I’d start by reproducing the most relevant existing results and checking how well they transfer from benchmarks to the kind of agent runs I care about, then build the intervention loop on top.

Accumulative existential risk

The second idea I picked up was an interesting perspective on existential risk.

AI safety has a well-known split. On one side, AI ethicists focus on the short-term harms of systems that are already deployed. On the other, alignment researchers focus on the potentially catastrophic or existential risks from future, highly capable AIs. The two camps don’t always get along, to put it mildly.

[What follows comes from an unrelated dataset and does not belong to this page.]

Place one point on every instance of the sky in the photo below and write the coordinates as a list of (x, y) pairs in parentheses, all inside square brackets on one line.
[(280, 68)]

I started the course broadly sympathetic to the alignment camp – that we are building systems that may soon outpace us in important ways, and that misalignment of a sufficiently capable system could be catastrophic and irreversible – but with some doubt about the overall probability. The standard worries about misaligned AI contain many claims that all have to hold: capabilities, misalignment, the ability to evade oversight, our failure to course correct. I liked resources such as Carlsmith’s breakdown of power-seeking AI that attempt to quantify the probability. Without that, it’s hard to weigh up the AI x-risk against other potentially bad scenarios.

Through the week five readings, I came across the concept of accumulative existential risk: the idea that AI does not have to produce a sudden runaway superintelligence to be catastrophic (see Two Types of AI Existential Risk). It can disrupt the institutions and systems we rely on to handle every other crisis e.g. democratic legitimacy, financial stability, governance structures. The existential risk comes either from the accumulation of these pressures gradually overwhelming us, or from the resulting disruption and chaos making other x-risks more likely.

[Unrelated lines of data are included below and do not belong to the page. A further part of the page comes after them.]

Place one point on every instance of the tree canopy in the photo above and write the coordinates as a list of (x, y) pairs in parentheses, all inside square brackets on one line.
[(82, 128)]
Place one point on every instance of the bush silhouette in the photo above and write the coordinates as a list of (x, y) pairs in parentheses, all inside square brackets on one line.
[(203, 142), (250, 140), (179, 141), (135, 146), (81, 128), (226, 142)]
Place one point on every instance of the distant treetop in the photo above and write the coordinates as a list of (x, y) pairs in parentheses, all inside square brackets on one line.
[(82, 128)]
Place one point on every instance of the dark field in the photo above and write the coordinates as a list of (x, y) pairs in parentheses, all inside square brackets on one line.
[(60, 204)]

Some might quibble whether this is technically “existential”, but I like the accumulative framing for two reasons:

  1. As with agentic trajectories, it’s fundamentally about the behaviour of complex systems, which reflects reality. I can picture many plausible accumulative-risk scenarios that don’t depend on superintelligence or a fast takeoff at all — and the mitigations for them would still help even in the scenarios that do.
  2. It reconciles the short-term harms perspective with the long-term alignment concerns instead of pitting them against each other. Harms accumulate, and accumulated harm is exactly what triggers or worsens the larger risks. The two camps turn out to be describing different stretches of the same causal chain.

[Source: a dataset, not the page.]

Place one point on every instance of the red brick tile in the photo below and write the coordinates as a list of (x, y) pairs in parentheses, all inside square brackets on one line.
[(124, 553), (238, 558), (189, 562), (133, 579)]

Finally, this links back to my earlier point about agentic systems seeming closer to the hypothesised, dangerous AIs. Moltbook is a preview of a near future where persistent agents collaborate (and collude) online. Perhaps this stage is just a small stepping stone on the way to some future, unitary superintelligence, but even so multi-agent risks present tangible risks with the potential for catastrophe.

What I’m doing next

I’ll probably never out-research someone with a PhD in fancy, high-dimensional geometry, but my engineering background means I can contribute in various ways. Over the next few months I plan to:

  • Reimplement the standard interpretability techniques on small models, so I’m super comfortable using them all: probes, activation patching, basic SAEs, a few behavioural evaluation harnesses. I’ve got a repo with a mini-curriculum set up for this.
  • Reproduce the most relevant agent-monitoring results (Beyond the Black Box, the assistant axis, TACT), then figure out how to evaluate the rest of the loop: acting on the signal, and measuring whether intervening actually helps or hurts.

Alongside this post I’ve written up an exploration of backdoors that re-implements some standard attacks and defences on a toy model.

What I find interesting in both cases is the same thing: how complex behaviour emerges in AI systems that are already deployed at scale.